The driving experience is entirely overwhelmed by the angry 4-cylinder boxer powerplant. A subdued rumble that builds quicky to a gloriously sharp, highly strung, brappy bark at 7,000 RPM. Lifting off downhill produces some hilariously loud staccato pops and bangs as the carburettors drops unburnt fuel into the exhaust, the sound reminiscent of the loud, hollow crack of thickets of bamboo aggressively striking each other in a windy storm. It’s difficult to describe its unique sound, so close your eyes and listen.
It’s an entirely antisocial driving experience to you and those around you, yet it’s one that makes people smile. On a cold-start the Sud requires a healthy stab of the throttle to get it to turn over, on a recent start up a mother with her primary-school aged children were playing outside next to the car. As it fired up the poor family all jumped out of their skins, I wound the windows down to apologise for the noise, explaining it’s an old car. Expecting a stern look and even sterner words it took me by surprise when she said “No don’t apologise, it sounds fantastic!”
Surprisingly, people respond very well to the Sud, nothing but smiles and thumbs up, even as it screams down the road. It seems that Sydney’s fed up with crackle-tuned VW Golf’s, but cruise around in an old orange Alfa and everyone gets a kick out of the novelty.
With so much personality I asked the owner why he had decided to part with it. He regales me:
“Other Alfa Romeo’s are the girl you marry; fiery and beautiful but also smart and capable, the whole package. The Alfasud Sprint Veloce is the crazy mistress who will light your hair on fire. You can’t marry the mistress.”

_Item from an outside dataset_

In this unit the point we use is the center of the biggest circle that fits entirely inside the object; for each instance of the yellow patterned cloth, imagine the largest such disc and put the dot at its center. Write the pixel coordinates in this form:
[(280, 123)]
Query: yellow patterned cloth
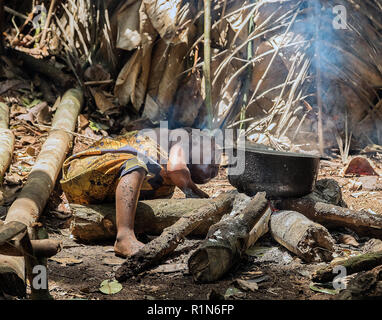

Sadly for my sake, the Sprint Veloce has made it’s way into the hands of it’s next custodian. I would be lying if I didn’t say that handing the keys back wasn’t an emotional moment, it had weighed on my mind to buy it for myself but it’s the right car and the wrong time. The question remains, has exposure therapy cured me of my Alfaholism? Not a chance, the continued late nights on Carsales looking at Spider’s and GTV’s will attest to that. It won’t be long until I’m whistling past the financial graveyard in an old Alfa, but I’ll have a very big smile on my face.